Despite scoring twin centuries - 115 and 141 - Virat Kohli and his men emerged on the losing side in a pulsating fixture

The 2014-15 Border Gavaskar Trophy was a momentous occasion in the Indian cricket team’s Test history, although few saw it coming. MS Dhoni had relinquished his Test captaincy after losing three consecutive Test series against South Africa, New Zealand and England, and the management had decided to hand over the reins to a 26-year-old Virat Kohli.

Making his Test debut only over three years ago, a young and seemingly immature Virat Kohli wasn’t a definite choice for the side that had the likes of Gautam Gambhir, Ajinkya Rahane and more. But, as the series started, it was evident that a very different Indian team had touched down in Australia.

The previous on-field controversies between India and Australia had the former side mostly reacting to provocations, something which wasn’t the case this time. As the first Test started in Adelaide, Kohli’s on-your-face celebrations and openly confronting Australian players in their backyard started becoming more noticeable.

Kohli would clash with David Warner and Steve Smith and later be fined 30% of their match fees, and while the tussle looked unnecessary to many, Kohli was working his magic.

India was far from a top Test team in 2014, with all expecting Australia to dominate the visitors left, right and centre, barring one man - Virat Kohli.

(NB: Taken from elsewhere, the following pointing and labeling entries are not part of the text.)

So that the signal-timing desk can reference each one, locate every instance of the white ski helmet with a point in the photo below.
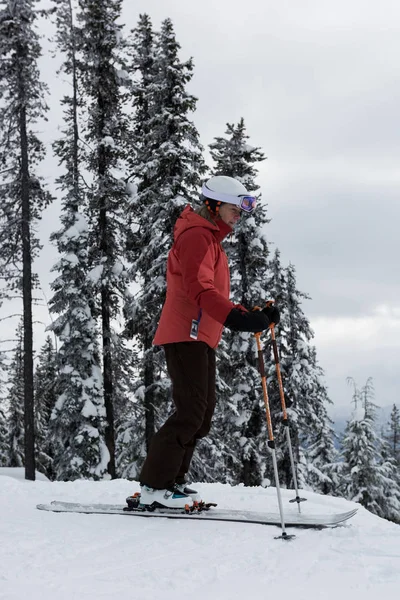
(222, 189)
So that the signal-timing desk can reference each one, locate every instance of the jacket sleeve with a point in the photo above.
(196, 253)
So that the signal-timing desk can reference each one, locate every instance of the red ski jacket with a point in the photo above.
(198, 282)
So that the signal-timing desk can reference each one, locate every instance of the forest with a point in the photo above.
(86, 404)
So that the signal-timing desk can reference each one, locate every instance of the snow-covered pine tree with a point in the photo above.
(238, 449)
(45, 387)
(15, 421)
(366, 478)
(311, 426)
(108, 200)
(320, 466)
(78, 420)
(392, 434)
(125, 408)
(3, 420)
(22, 195)
(167, 168)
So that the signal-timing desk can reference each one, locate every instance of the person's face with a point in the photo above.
(230, 214)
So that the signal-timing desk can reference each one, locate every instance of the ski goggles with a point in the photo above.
(247, 203)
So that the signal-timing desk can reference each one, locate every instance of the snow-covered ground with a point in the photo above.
(47, 556)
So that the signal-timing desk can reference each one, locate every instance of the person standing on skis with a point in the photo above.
(196, 309)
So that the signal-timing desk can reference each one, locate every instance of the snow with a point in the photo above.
(95, 274)
(105, 557)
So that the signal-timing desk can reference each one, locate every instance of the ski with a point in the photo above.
(237, 516)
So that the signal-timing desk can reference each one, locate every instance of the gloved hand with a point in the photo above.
(247, 321)
(272, 313)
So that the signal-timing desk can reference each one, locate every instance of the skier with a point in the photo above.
(196, 308)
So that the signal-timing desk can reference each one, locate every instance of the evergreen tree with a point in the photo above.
(77, 425)
(320, 468)
(366, 478)
(45, 385)
(124, 406)
(15, 426)
(238, 450)
(392, 435)
(303, 382)
(168, 165)
(22, 196)
(106, 136)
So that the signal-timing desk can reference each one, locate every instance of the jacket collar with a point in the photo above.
(189, 218)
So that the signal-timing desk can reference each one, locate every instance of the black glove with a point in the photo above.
(247, 321)
(272, 313)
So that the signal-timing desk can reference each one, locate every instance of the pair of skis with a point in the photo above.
(213, 514)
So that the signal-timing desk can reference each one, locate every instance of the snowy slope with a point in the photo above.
(44, 556)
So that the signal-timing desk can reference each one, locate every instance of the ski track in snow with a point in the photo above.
(75, 556)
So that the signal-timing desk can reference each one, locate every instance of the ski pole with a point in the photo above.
(285, 419)
(271, 441)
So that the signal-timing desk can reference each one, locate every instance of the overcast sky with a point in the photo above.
(318, 84)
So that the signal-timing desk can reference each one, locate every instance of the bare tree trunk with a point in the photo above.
(27, 302)
(108, 379)
(106, 319)
(149, 409)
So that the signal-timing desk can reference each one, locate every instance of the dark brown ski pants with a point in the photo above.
(191, 367)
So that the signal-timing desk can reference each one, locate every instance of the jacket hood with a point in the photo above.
(189, 218)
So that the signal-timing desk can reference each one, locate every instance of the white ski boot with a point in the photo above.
(167, 498)
(184, 489)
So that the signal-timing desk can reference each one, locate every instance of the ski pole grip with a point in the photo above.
(261, 365)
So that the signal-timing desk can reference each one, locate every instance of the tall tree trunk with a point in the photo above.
(107, 357)
(27, 299)
(149, 409)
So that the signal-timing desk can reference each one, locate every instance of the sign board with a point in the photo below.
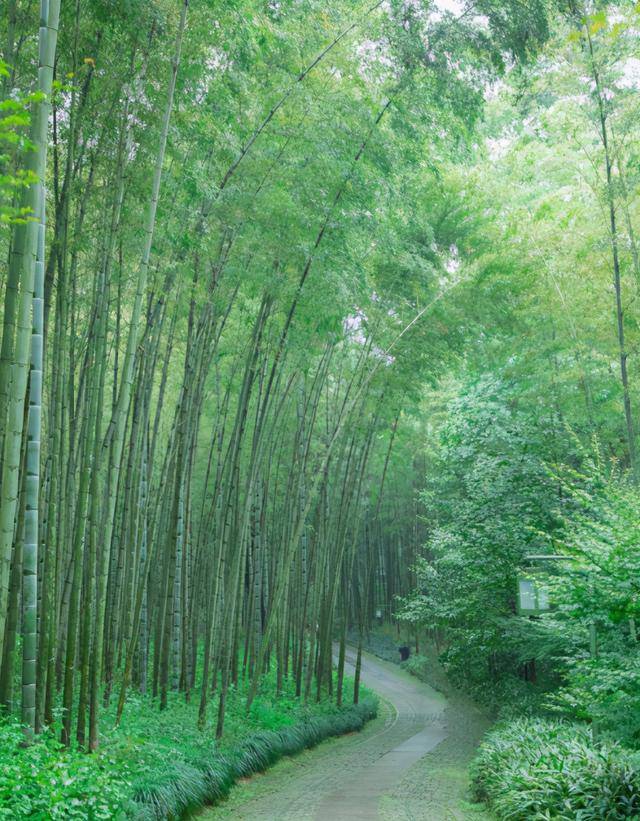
(533, 598)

Kohli's captaincy debut came at a tough time, when his own game was under the scanner, having tallied only 150 runs across the five Tests in England. 

But Kohli picked up from the 116 that he had scored in Adelaide back in 2012. After Australia tallied a mammoth 517 in the first innings, Indian batsmen had started strongly. However, while all of them pitched in with significant contributions, Kohli anchored the team with a brilliant 115 runs.

India trailed by just 73 runs after their first innings and while Kohli desperately wanted experience in his bowling department, the likes of Mohammed Shami, Varun Aaron and Ishant Sharma weren’t the answer to his prayers. 

Australia started their second innings post-lunch on Day 4, and Warner’s lightning-quick 102 put India on the backfoot again. Smith (52) and Mitchell Marsh (40) further helped Australia to a tally of 290 and declared, leaving India a target of 363 runs on the final day. 

Though a draw was on the cards, Adelaide’s turf had become a rank turner, with Nathan Lyon spitting fire with every delivery. Before India realized, they were 57/2 with Murali Vijay and Kohli batting at the crease and thus began a fight that shook the Australians’ belief. 

While Vijay made a valiant contribution of 99, it was India’s new Test captain who stood against all odds. When others couldn’t touch Lyon’s ball, Kohli fetched 20 runs off 10 balls with just the sweep shot. He had embodied perfection that afternoon, and while all his compatriots crumbled around him, he kept going to tally 141 runs in the second innings.

Though India fell 48 runs short in the end, this match was a hint of things to come in Indian Test cricket. By scoring twin centuries in an innings, Kohli became only the second man after Greg Chappell to achieve that feat on his captaincy debut. He was also the first visiting batsman in 53 years to score two centuries in one Test in Australia,     

In 68 Tests that Kohli captained India, the side went on to win and won 40 of them, thus making him the best ever Test captain India ever had. Averaging a brilliant 55.36 as India’s captain, Kohli scored 20 Test centuries and seven double centuries.